Event Types	Description
ORIGINAL_MIGRATION	This means that is was part of the original table copy
content.add	This means that it was added to the migration table as the result of receiving a content.add event.
content.write	Same idea as above for writes
content.delete	Same idea as above for deletes

Starting Migration
- Check to see if migration has ever started before. This is done by counting the rows in MIGRATE_CHS_CONTENT_TO_JCR. If there are any rows in the table it means the migration has been started previously.
- If the migration is starting for the first time, the existing CHS data is added to the table.
  - The COLLECTION_ID's from CONTENT_COLLECTION are added to MIGRATE_CHS_CONTENT_TO_JCR with a status of 0 and event type of ORIGINAL_MIGRATION
  - The RESOURCE_ID's from CONTENT_RESOURCE are added to MIGRATE_CHS_CONTENT_TO_JCR with a status of 0 and event type of ORIGINAL_MIGRATION
During Migration
Each round of data migrating consists of starting a TimerTask, which fetches n unfinished items from the MIGRATE_CHS_CONTENT_TO_JCR table and copies them to the JCR Repository. The timer tasks all use one Timer and do not start until the previous finishes. There is an delay time t that can be configured, to specify the time to wait between each batch.
- Fetch the next N unfinished items from the MIGRATE_CHS_CONTENT_TO_JCR table.
- For each item:
  - If the item is a ContentCollection and the event type is ORIGINAL_MIGRATION, content.add, or content.write copy the ContentCollection to JCR. If the collection already exists in JCR, do not delete and re-add it, just overwrite the metadata properties, and remove any properties that are not in the source collection.
  - If the item is a ContentCollection and the event type is content.delete, remove the collection node from JCR. In the case that the collection was later readded in Resources, the content.add event for it will be further down the queue, so it will be recreated in that case.
  - If the item is a ContentResource and the event type is ORIGINAL_MIGRATION, content.add, or content.write, we will delete the file node in JCR and recreate it by copying the resource over from CHS. This is a bit different from the ContentCollection, where we did not actually remove the node before recreating it, since it was a folder and did not want to destroy the files/folders inside of it.
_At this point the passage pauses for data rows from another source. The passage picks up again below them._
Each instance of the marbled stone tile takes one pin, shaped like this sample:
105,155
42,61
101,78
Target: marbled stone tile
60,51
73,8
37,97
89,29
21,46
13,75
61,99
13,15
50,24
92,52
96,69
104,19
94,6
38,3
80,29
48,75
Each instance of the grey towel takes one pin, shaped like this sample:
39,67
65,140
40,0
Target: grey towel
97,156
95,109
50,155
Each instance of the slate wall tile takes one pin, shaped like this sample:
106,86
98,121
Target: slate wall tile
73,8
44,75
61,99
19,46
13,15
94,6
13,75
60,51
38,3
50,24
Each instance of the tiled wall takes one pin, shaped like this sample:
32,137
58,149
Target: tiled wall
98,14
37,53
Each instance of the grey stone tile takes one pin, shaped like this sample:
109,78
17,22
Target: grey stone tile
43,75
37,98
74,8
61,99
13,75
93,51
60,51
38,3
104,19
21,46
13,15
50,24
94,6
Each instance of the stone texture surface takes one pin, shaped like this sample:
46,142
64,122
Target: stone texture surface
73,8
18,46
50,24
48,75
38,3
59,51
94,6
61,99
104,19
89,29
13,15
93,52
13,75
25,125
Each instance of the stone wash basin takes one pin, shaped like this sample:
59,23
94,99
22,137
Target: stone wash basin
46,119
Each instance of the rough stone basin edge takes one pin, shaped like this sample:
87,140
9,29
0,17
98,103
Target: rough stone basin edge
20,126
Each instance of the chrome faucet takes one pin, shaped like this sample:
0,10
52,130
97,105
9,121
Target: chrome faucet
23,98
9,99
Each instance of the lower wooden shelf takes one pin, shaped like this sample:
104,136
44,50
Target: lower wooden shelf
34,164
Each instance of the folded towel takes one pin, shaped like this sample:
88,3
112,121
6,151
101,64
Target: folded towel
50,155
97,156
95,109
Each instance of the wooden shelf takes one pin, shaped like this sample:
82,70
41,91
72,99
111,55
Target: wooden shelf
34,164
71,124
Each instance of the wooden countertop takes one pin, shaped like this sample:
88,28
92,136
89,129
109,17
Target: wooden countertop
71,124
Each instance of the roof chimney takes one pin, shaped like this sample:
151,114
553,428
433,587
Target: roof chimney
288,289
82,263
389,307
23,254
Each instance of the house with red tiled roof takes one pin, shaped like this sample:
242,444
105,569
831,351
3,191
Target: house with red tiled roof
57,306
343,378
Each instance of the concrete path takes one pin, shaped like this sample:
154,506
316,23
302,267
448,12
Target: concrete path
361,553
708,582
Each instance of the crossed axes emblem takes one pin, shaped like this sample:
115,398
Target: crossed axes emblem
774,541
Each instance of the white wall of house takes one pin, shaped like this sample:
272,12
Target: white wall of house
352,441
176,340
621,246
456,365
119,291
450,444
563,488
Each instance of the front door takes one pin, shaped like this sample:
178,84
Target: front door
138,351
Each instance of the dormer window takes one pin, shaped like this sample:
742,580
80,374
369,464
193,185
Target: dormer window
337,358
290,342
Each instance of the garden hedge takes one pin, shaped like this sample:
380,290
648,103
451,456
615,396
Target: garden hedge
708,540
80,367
In this particular situation, a resource file will never have children. ( Though in a pure JCR world, it is possible to do this, but the original ContentHosting has nothing modeled like this)
  - If the item is a ContentResource and the event type is content.delete, then we delete the file node from JCR completely.
  - After operating on the item, we update it's row in MIGRATE_CHS_CONTENT_TO_JCR and set the status to 1, finished.
- After finishing all the content items in the batch, we reschedule this TimerTask setting the delay to the configurable batch delay t.

Edge cases

What if the server crashes?
The server crashes during a batch of copies. When it starts up, the copy that was in progress will still be marked 0 in the table. The copier always handles the case where the node already exists in JCR for some reason, and will just overwrite it and continue.
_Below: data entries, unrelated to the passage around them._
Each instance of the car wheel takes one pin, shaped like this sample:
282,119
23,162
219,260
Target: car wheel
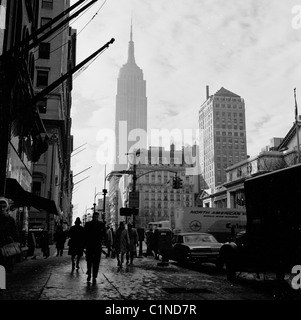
183,260
219,264
230,271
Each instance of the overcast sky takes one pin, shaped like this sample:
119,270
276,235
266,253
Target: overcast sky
249,47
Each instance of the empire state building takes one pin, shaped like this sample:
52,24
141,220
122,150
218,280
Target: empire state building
131,109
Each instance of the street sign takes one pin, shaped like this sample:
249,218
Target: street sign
134,199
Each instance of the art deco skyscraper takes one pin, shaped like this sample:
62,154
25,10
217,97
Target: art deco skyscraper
131,109
222,127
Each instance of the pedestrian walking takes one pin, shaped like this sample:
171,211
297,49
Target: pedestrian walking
109,241
133,236
76,243
150,238
9,236
122,243
44,243
94,235
8,227
60,239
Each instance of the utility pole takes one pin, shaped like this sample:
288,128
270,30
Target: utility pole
297,126
105,191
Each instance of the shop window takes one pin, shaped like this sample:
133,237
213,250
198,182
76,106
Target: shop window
42,105
42,78
44,50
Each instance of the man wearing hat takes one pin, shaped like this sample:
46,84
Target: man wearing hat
76,243
95,234
8,228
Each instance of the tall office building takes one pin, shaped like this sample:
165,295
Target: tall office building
222,136
131,109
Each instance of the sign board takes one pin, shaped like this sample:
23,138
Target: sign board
134,199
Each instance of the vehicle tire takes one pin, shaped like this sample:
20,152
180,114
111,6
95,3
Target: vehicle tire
230,271
219,264
183,261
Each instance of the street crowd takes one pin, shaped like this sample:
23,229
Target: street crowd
88,240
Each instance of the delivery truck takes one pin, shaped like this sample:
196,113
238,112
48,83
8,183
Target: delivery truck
222,223
272,240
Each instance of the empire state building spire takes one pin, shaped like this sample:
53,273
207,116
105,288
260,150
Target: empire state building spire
131,57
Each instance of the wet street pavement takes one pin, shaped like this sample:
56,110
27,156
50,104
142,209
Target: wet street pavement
145,280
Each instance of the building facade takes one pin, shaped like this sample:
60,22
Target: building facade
155,170
131,109
222,136
52,176
28,39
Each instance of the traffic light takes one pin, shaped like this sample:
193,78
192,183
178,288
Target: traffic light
180,183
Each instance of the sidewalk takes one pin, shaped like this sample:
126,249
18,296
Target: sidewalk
145,280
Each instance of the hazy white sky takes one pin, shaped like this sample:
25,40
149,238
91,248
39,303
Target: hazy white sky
250,47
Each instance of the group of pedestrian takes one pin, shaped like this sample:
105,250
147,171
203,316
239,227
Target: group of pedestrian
90,239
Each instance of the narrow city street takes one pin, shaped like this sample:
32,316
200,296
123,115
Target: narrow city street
145,280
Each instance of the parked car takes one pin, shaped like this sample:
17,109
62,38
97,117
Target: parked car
195,247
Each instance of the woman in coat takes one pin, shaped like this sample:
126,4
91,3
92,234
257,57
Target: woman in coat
76,243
How do I switch when the conversion is done?
This is a tricky situation. The migration appears to be done when there are no entries in the table with status 0. But whenever someone causes a content event to happen a new migration entry appears. The very end of the migration may need to coincide with some sort of downtime to seal the deal and switch implementations.
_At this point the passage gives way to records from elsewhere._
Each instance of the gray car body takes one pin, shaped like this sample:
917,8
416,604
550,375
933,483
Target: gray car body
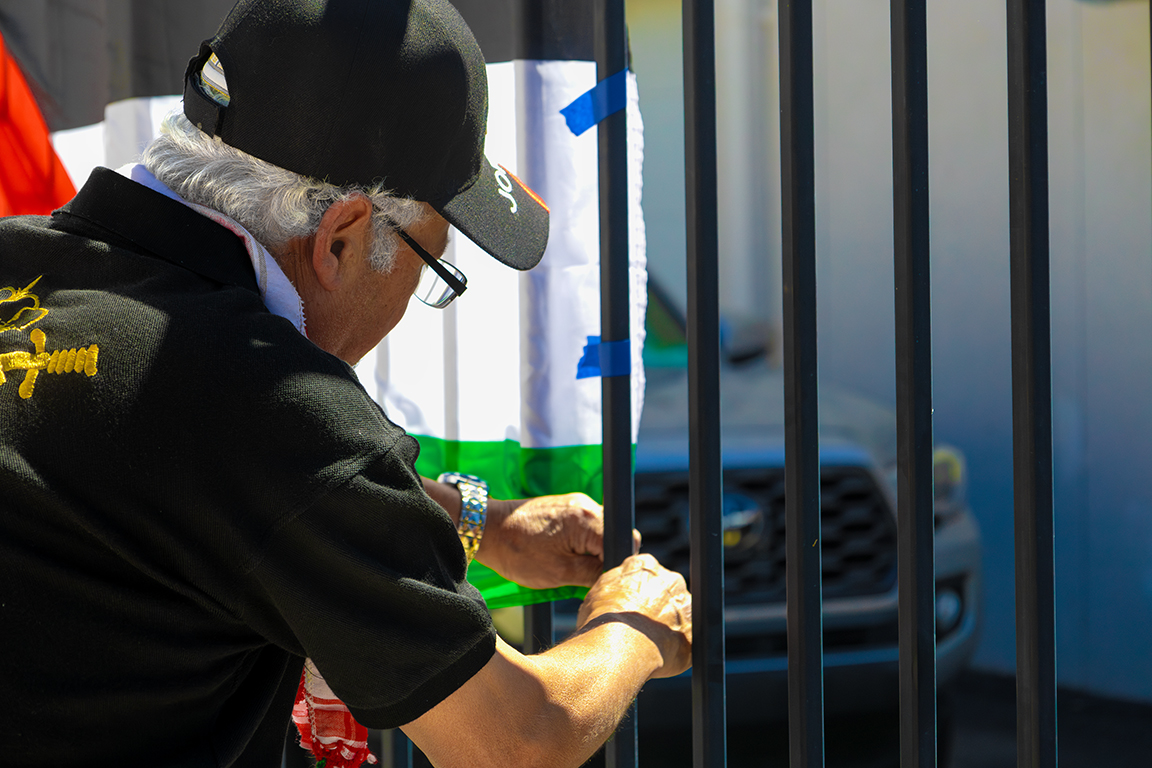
857,433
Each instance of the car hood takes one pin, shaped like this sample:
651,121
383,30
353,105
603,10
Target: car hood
854,430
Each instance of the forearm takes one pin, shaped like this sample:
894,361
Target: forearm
550,709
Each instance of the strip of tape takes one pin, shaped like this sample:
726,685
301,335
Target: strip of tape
607,97
609,358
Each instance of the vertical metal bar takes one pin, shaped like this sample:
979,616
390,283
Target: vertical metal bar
1031,346
914,385
398,750
611,58
705,476
802,451
538,629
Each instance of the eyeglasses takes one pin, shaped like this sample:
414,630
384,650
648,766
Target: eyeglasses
440,284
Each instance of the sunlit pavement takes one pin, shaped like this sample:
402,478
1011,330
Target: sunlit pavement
1094,732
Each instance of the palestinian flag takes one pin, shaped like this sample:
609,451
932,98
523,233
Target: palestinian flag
489,386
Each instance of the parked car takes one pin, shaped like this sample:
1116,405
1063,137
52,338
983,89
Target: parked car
858,538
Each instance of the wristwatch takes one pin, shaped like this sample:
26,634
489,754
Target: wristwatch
474,509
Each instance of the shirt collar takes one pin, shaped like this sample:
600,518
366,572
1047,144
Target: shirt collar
277,290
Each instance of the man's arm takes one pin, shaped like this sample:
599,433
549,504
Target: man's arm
540,542
558,707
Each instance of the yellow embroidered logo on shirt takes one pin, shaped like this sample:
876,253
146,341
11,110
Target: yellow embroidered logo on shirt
61,360
21,317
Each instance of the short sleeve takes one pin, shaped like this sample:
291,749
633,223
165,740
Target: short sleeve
370,583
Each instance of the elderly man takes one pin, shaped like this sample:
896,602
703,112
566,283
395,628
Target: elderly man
196,495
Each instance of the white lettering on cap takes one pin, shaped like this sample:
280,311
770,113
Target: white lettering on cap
505,185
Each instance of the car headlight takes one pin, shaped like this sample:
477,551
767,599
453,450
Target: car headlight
949,483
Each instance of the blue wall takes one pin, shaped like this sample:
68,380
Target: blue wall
1100,160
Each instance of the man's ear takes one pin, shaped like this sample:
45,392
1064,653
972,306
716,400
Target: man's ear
345,236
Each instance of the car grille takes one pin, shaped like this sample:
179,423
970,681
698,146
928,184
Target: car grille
858,550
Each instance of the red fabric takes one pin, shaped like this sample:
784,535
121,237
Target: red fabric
326,728
32,180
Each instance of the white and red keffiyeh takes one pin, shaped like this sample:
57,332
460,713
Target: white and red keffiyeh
326,728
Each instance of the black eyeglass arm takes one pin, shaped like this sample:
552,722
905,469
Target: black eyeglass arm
454,282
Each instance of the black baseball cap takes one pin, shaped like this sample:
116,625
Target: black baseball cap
368,91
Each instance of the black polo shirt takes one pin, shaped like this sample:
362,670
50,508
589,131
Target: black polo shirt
192,499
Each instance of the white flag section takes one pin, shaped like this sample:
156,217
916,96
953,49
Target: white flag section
489,385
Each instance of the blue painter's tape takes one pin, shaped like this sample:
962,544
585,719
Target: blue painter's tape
611,358
609,96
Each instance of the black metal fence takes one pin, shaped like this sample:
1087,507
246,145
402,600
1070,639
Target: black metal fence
1031,382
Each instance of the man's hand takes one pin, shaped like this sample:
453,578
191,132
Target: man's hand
545,542
556,707
651,599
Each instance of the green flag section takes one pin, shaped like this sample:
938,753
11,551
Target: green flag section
515,472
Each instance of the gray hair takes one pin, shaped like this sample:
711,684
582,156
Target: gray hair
273,204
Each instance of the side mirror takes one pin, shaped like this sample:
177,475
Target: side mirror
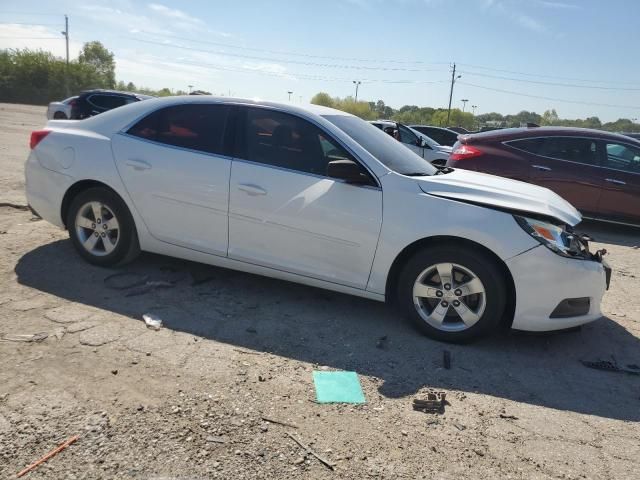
349,171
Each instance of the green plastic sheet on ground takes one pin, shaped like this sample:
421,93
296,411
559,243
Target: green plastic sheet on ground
338,387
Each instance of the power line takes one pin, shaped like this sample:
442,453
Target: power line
300,54
31,24
303,76
544,76
539,82
280,60
576,102
29,38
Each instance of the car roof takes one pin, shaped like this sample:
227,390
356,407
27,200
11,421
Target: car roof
117,118
533,132
117,92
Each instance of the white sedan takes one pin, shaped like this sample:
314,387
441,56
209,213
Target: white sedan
316,196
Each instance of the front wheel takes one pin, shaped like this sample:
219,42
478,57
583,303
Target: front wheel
101,228
453,294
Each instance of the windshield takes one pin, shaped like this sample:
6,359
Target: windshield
385,148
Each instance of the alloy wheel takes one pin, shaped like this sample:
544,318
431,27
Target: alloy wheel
97,228
449,297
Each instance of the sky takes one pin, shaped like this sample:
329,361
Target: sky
577,56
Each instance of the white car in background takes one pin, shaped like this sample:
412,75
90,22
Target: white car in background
320,197
60,110
417,142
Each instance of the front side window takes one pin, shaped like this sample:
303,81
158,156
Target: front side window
407,136
107,102
286,141
193,126
623,157
581,150
388,151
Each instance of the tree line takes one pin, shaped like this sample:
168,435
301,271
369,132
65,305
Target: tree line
38,77
415,115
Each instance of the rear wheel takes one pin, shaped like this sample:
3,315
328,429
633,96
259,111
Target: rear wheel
452,294
101,228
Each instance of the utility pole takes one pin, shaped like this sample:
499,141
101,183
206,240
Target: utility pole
66,37
357,84
453,81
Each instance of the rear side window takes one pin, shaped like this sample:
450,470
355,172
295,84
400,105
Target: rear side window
107,102
196,127
286,141
580,150
623,157
529,145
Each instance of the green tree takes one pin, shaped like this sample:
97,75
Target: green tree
96,55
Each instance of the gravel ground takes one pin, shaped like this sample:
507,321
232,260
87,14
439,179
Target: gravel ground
188,401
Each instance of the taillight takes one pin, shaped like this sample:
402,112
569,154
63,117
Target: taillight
464,152
37,136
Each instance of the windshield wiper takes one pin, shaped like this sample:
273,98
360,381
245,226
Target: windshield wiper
443,170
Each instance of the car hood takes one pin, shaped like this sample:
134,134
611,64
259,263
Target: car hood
493,191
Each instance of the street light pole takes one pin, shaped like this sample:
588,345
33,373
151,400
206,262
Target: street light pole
453,81
357,84
66,38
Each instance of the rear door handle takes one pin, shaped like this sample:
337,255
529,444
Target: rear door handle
613,180
138,164
251,189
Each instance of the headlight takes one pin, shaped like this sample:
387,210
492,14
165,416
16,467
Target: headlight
552,236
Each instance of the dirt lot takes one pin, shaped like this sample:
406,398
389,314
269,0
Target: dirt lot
187,401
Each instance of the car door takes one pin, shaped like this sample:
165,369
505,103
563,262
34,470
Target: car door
174,167
620,200
285,213
569,166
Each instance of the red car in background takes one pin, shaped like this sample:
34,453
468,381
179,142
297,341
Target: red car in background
598,172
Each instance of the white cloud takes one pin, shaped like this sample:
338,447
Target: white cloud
173,13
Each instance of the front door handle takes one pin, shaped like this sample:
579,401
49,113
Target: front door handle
138,164
613,180
251,189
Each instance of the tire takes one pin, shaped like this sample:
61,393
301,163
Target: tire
111,238
482,311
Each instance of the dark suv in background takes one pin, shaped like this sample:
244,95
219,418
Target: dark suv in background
93,102
596,171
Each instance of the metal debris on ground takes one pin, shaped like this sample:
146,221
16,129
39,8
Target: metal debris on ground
446,359
508,417
279,422
152,321
148,286
125,280
52,453
330,465
608,366
433,403
31,337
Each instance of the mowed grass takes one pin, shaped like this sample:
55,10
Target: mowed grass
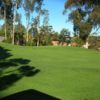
68,73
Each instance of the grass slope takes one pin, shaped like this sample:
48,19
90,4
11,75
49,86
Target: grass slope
68,73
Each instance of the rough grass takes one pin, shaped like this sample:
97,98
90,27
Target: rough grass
68,73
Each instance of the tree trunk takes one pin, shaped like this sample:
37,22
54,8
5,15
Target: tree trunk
14,20
38,40
5,23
Testing Migration Integrity

In order to test the integrity of the migration, a random sampling of files/folders will be chosen for comparison. To compare these we will fetch the ContentCollection or ContentResource for both of them from both implementations, and then compare the properties, and some of the methods that determine properties such as conditional release. Occasionally the byte streams will be compared as well, but perhaps not as often depending on how long it takes for each one.